On the street below, there is another shot. The Bear’s shoulder collapses with a jerk. It roars in pain, rises to its full height, and then seems to think better of it. The man tugs at the Bear’s arm, trying to get it to move. It roars again and then drops back on all fours. The man starts to run, gesturing urgently for the Bear to follow him. It starts after him. But it’s too late.

More bullets, AK-47 rounds this time, rip through the animal, knocking it sideways. The man screams and starts running back towards the Bear, then hesitates. The Bear shambles another step and then collapses on its backside with a surprised whuff. It tries to get up, confused. The AK-47 stutters again. The Bear’s forepaws slide out from under it. Its jaw strikes the kerb with an audible crack. The people at the window wince. Very slowly, the Bear’s head lolls to one side. The man turns and runs like hell is at his heels.

It will be.  

We hold our collective breath. A tsotsi holding that favourite weapon of revolutionaries, criminals and revolutionaries-turned-criminals walks cautiously out from beneath the scaffolding of the trees, the AK-47 at his hip ready to be swung up. There is a blur of wings hovering above his shoulder. A Hummingbird. He walks up to the Bear and prods it with his foot. It doesn’t move. He empties another clip into it anyway. The Bird darts forward to see, darts back again.

There are sirens in the distance. Private security, not police. You can tell by the pitch of the wail. The tsotsi looks up and sees half the building standing at their windows, watching. He gives us a cheerful wave and steps back into the trees, his Bird swooping about his head.

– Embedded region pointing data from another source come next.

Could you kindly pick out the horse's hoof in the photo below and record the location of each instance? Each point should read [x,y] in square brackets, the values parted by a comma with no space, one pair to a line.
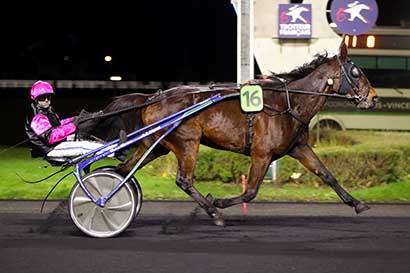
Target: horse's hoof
[218,203]
[218,220]
[210,198]
[360,207]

We know what’s coming. None of us say anything. The Mongoose paces the window ledge, whiskers quivering. The sirens get louder. The Bear lies motionless on the pavement beside the metal frame of a licensed vendor’s stall.

The air pressure dips, like before a storm. A keening sound wells up soft and low, as if it’s always been there, just outside the range of human hearing. It swells to howling. And then the shadows start to drop from trees, like raindrops after a storm. The darkness pools and gathers and then seethes. The Japanese believe it’s hungry ghosts. The Scientologists claim it’s the physical manifestation of suppressive engrams. Some eyewitness reports describe teeth grinding and ripping in the shadows. Video recordings have shown only impenetrable darkness. I prefer to think of it as a black hole, cold and impersonal as space. Maybe we become stars on the other side.

I turn away as it rushes down the road in the direction of the running man. Mr Khan covers his daughter’s eyes, even though it’s her ears he should be protecting. The screaming only lasts a few awful seconds before it is abruptly cut off.

‘Tsk,’ Mrs Khan says, to break the silence that’s weighing down on us, like someone has turned up the gravity. ‘This city.’